Partnership is a unique relationship. A partner must disclose himself. God wonders: "Shall I hide from Abraham what I am about to do? ... Since I have singled him out that he may instruct his children to keep the way of the Lord" (Gen. 18:17-19). God is bound by the terms of the covenant.
How radical is this? Contrast it with another biblical character. Job lost his children, wealth and health. Out of his agony, he accuses God and despairs of God's justice in the world: "He destroys the blameless and the guilty... The earth is handed over to the wicked. He covers the eyes of its judges. If it is not He, then who?" (Job 9:22-24) Finally, God responds to Job, "out of the tempest [God] said, 'Who is this who darkens counsel, speaking without knowledge?'" (Job 38:1) Displaying the sweep of divine power, God challenges Job: "Where were you when I laid the foundations of the earth? Have you ever commanded the day to break? Have you penetrated to the sources of the sea?" (Job 38: 4, 12, 16) Stunned into submission by God's awesome power, Job surrenders, "I know that you can do everything, that nothing is impossible for you... I therefore recant and relent being but dust and ashes," Job says (Job 42:2-6). Job is not part of the covenant. He accepts God's display of power as the last word and relents before he receives the explanation of God's justice that he had so adamantly sought.
In contrast, Abraham is God's partner, and partners can disagree. When God decries the evil of Sodom, "Abraham came forward and said, 'Will you sweep away the innocent along with the guilty? ... Far be it from you to do such a thing to bring death upon the innocent as well as the guilty, so that righteous and the evil fare alike. Far be it from you! Shall not the judge of all the earth do justice?... I venture to speak to my Lord, I who am but dust and ashes.'" (Gen. 18:23-25, 27)

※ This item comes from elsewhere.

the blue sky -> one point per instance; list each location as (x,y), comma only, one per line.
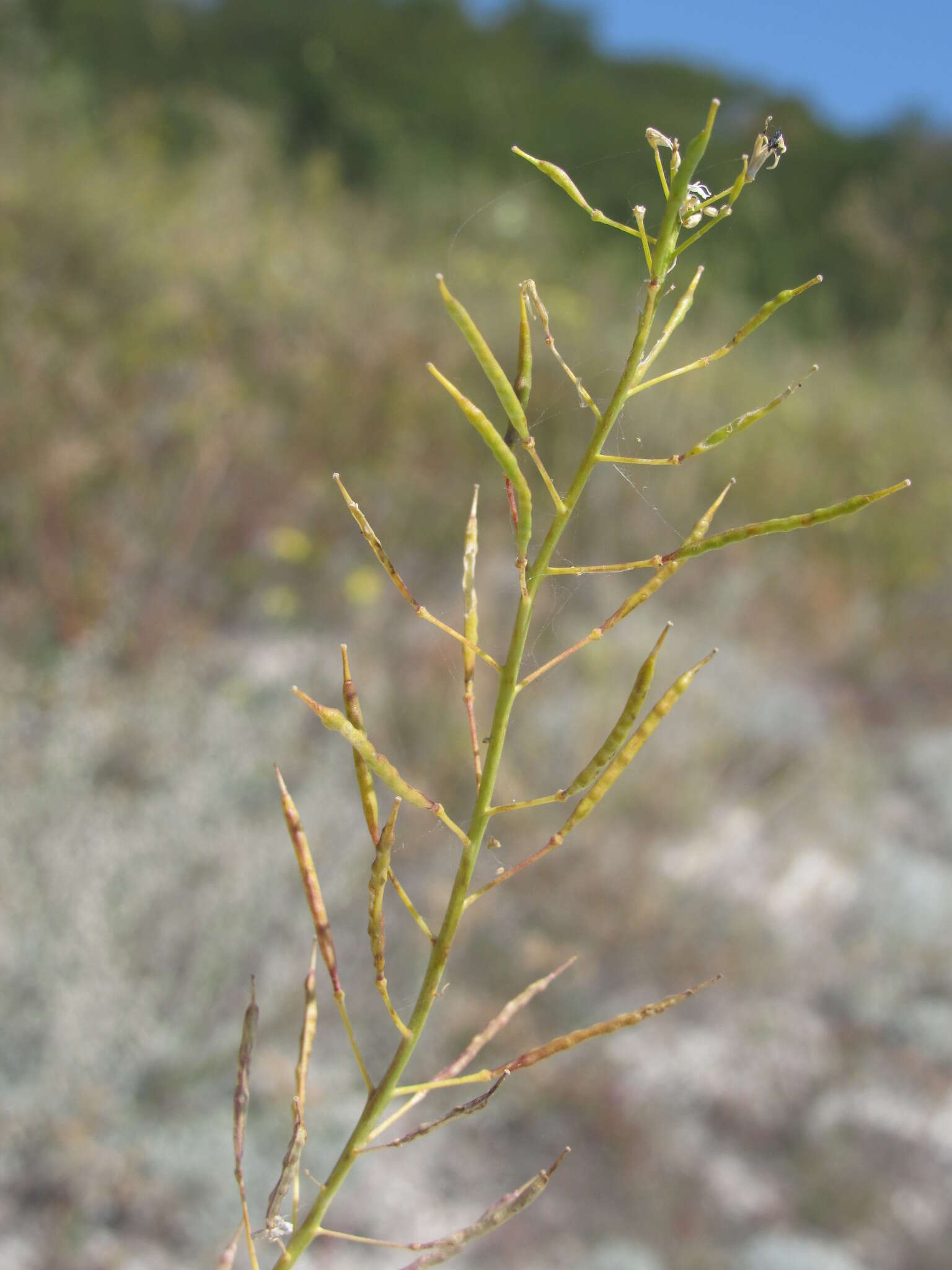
(857,65)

The language echoes Job. Abraham, too, knows he is dust and ashes, but Abraham is God's partner, and partners are accountable to one another. Partners share a common moral language. In the ensuing narrative, Abraham bargains with God. For 50 righteous, God will spare the city. For 45, 40, 30, 20, 10. It is breathtaking to witness. Undaunted by God's power, Abraham assails God in the name of God's own dream. Thus is born covenantal chutzpah - the quintessential element of Jewish character.
Covenantal chutzpah reflects an unremitting expectation and demand that the world can rise to a higher moral standard. Cynicism, stoic resignation, passivity and surrender are foreign to the Jewish character. Serenity is not a Jewish virtue - not as long as the world is filled with evil and suffering. We share God's dreams. We are not about to accept quietly the world as it is. We are God's partner. In that is our highest purpose.